If the machine did not learn to switch the word order and only knows to translate English “after” into Simplified Chinese “then,” the sentence will read “Go to bed then brush your teeth.”
Consequently, a sentence that we see a lot on ecommerce websites is “You will receive the item after you pay.” This should really be translated as “You pay, then you will receive the item.” However, it may be erroneously translated by the engine as “You will receive the item then you pay.”
Millions of dollars could be lost due to this seemingly small problem. It is clear that we must do something to train the engine to fix the errors caused by prepositions. However, it is easier said than done. Identifying prepositions is surely easier than identifying adverbs since there are a limited number of prepositions. However, what is challenging at this stage is how to teach the engine to identify the meaning units carried by the preposition. That is a question that is yet to be answered.
So how do we proceed after identifying these miscreants? Logically, we would want to document all their misdemeanors. Using regular expressions in quality assurance tools such as Okapi CheckMate for the words or types of words identified in the sample data, I was able to find all their occurrences in the training data. Then I generated a spreadsheet in Microsoft Excel listing all the sentences containing these words. Next, I reviewed a sample of the sentences for each word to see how many times eMT incorrectly translates that particular phrase. After that I was able to compile the priority list shown here. Let’s call this the mugshot of the culprits, as seen in Figure 1.
Priority is ranked according to how often a word shows up and how often it is likely to cause problems. The word with the highest percentage, of, is the word that occurs the most times in the file. Most of the time it creates WO issues, and most of the time eMT gets the WO wrong.
The priority of each word visualized on a pie chart is shown in Figure 2.
Of is first on the list, accounting for 25.7% of WO issues, which means it should be a top priority if one were to improve the quality of the translation output. If we can fix the WO issue of of, then we fix 25.7% of our WO issues. After that we can move on to the second priority, in, and so on.

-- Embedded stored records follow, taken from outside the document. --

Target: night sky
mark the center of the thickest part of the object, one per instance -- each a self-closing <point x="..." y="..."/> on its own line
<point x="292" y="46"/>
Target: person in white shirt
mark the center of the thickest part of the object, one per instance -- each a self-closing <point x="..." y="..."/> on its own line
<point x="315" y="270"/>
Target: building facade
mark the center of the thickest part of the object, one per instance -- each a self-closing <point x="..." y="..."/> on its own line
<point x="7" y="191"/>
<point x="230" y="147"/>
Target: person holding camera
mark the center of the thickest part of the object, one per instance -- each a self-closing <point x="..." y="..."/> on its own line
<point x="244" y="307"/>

So how do we go about fixing WO issues? The current proposed solution that we designed with our human language technology (HLT) research scientist is to annotate sentences with numbered strings. Figure 3 shows an example:
The English sentence is the source. The first Simplified Chinese translation is the eMT output. The second Simplified Chinese sentence is the post-edited translation. Each string that needs to be moved is numbered in the eMT output. (These strings are underlined here with colored lines to highlight.) As shown, strings 1, 2 and 3 are moved to the beginning of the sentence and are switched to 3, 2 and 1. By numbering the strings that need to be moved in a sentence, linguists can help HLT research scientists to write algorithms that train our engine to better calculate the position of these modifiers when translating from English into Chinese.

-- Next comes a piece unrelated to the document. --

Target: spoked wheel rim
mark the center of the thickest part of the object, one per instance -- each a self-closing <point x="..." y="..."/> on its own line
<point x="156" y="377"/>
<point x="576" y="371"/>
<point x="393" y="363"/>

Simplified Chinese can be a difficult language to learn. There is not really much grammar to it; yet if things are not expressed in exactly the right order, then — as a native would say — it just doesn’t sound right. But one may argue that this is the case with all languages. Lucky for our translation engine, there are still some patterns to follow. What it needs to do is to identify and recognize these modifiers, the meaning units they carry, as well as the key phrases that they are modifying. Then our engine will be one step closer to putting the puzzle pieces together and bringing these culprits to justice.